Copyright © 2014 Albuquerque Journal
SANTA FE – The value of a free-flowing Gila River for recreation and tourism clashed Tuesday with the possibility of diverting water for farm and city use during a meeting of the New Mexico Interstate Stream Commission.
The two differing visions of the Gila’s economic benefits to southwestern New Mexico are the subject of an increasingly contentious argument as the commission moves toward a decision later this year on New Mexico’s plans for water allocated to the state under the 2004 Arizona Water Settlements Act.
Advocates for some sort of dam or other diversion to remove the water from the river for community use say it is crucial to the economic future of southwestern New Mexico. “The AWSA presents an opportunity that cannot be overlooked,” said Anthony Gutierrez, planning director for Grant County. “Southwest New Mexico is lacking in opportunities for economic development.”
The federal law sets aside $128 million for water project development, with the stipulation that it must be spent in Grant, Luna, Hidalgo and Catron counties.
Gutierrez was one of a number of residents who made the trip to Santa Fe on Tuesday to make pitches to the Interstate Stream Commission. Commissioners listened but took no action, saying no decision will be made on the river’s future until later this year.
Silver City hotel owner Kurt Albershardt said the real economic benefit comes from a free-flowing river. “The Gila is the last undammed river in New Mexico,” he said. “It’s an attraction for sportsmen from around the country.”
Albershardt and other critics of possible development of the Gila said any dam or diversion would cost hundreds of millions of dollars. Even with federal money that is part of the Arizona Water Settlements Act, New Mexico taxpayers will be on the hook for substantial additional costs for a relatively small amount of water that the river has to offer, Albershardt and other water project opponents argue. They say the federal money should be used instead to fund things like incentives for agricultural irrigation efficiency improvements, leaving the Gila flowing free.
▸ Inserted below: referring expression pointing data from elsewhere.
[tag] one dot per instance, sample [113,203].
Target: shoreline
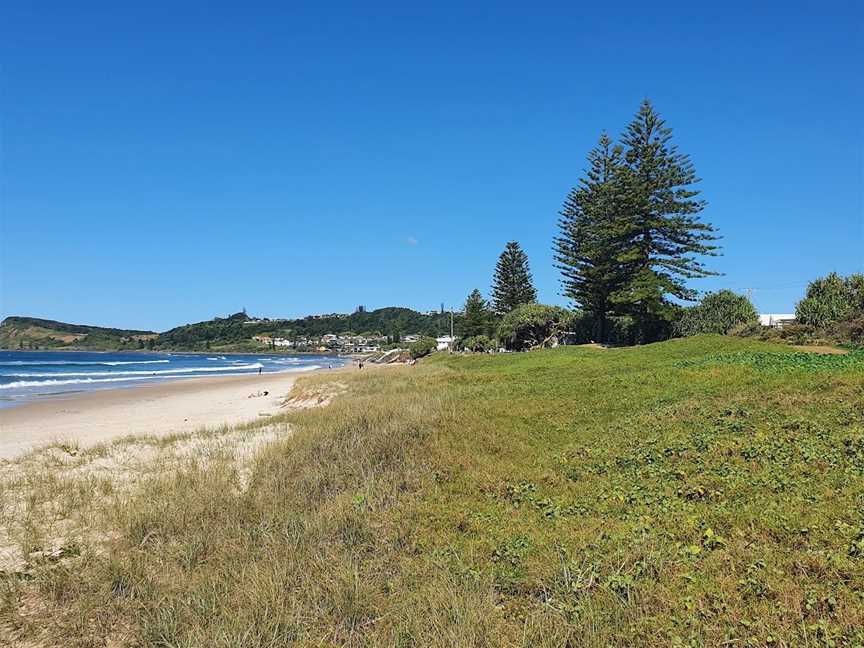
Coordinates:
[153,409]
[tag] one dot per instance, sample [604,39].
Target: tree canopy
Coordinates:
[512,284]
[630,235]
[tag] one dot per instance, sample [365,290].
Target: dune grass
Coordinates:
[675,494]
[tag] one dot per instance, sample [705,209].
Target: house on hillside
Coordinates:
[776,320]
[445,342]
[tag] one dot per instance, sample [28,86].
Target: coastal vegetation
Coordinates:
[630,234]
[703,491]
[233,333]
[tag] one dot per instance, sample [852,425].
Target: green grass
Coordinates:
[700,492]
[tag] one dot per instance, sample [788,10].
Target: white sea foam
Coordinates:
[92,381]
[158,372]
[112,363]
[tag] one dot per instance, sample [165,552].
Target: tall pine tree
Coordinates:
[665,236]
[512,285]
[594,230]
[477,318]
[630,234]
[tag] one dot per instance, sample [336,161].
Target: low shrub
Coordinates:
[719,312]
[422,347]
[478,343]
[534,325]
[831,299]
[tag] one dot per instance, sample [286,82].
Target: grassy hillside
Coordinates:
[33,332]
[698,492]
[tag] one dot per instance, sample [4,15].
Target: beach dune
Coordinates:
[155,409]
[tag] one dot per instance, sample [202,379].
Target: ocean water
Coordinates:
[29,375]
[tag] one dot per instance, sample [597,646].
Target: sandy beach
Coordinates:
[155,409]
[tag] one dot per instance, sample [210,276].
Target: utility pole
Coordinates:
[452,339]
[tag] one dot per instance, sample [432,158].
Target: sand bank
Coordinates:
[157,409]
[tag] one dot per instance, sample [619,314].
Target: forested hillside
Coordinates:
[235,332]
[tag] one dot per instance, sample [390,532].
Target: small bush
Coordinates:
[478,343]
[534,325]
[422,347]
[831,299]
[719,312]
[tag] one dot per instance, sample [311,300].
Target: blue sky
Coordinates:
[162,165]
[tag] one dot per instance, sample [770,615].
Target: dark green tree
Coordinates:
[594,232]
[477,318]
[512,285]
[664,238]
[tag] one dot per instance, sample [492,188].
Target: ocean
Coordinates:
[29,375]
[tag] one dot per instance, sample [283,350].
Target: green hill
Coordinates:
[698,492]
[233,333]
[36,333]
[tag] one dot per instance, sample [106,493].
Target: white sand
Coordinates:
[157,409]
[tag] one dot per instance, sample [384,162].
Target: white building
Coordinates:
[776,320]
[445,342]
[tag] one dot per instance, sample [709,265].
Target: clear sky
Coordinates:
[175,161]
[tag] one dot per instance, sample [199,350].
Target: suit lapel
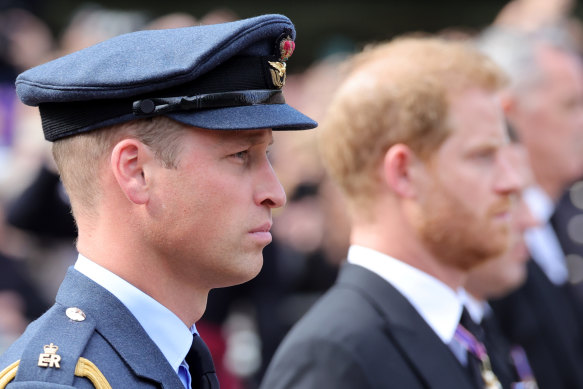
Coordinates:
[119,327]
[432,360]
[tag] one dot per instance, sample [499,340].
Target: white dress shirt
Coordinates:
[167,331]
[438,304]
[542,242]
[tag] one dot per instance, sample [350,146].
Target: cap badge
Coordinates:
[277,73]
[75,314]
[49,358]
[286,48]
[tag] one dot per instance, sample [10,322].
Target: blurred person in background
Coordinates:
[544,106]
[496,278]
[415,137]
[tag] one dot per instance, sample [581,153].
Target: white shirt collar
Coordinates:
[476,308]
[438,304]
[167,331]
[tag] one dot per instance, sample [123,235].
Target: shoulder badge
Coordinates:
[278,68]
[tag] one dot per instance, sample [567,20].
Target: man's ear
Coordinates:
[128,160]
[398,167]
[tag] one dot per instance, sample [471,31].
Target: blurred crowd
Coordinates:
[244,325]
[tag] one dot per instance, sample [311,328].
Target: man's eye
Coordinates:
[241,154]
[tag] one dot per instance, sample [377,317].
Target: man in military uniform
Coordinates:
[161,140]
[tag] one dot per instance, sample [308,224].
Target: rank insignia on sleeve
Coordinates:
[49,358]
Starting in the Gila National Forest, the Gila River flows west from New Mexico into Arizona, where it provides a major source of water for cities and farms in the central part of that state. The 2004 federal legislation was primarily focused on dividing the river’s waters in Arizona, but allocated a share for use within New Mexico.
The Interstate Stream Commission has until Dec. 31 to formally notify the Department of Interior about New Mexico’s plans for the water.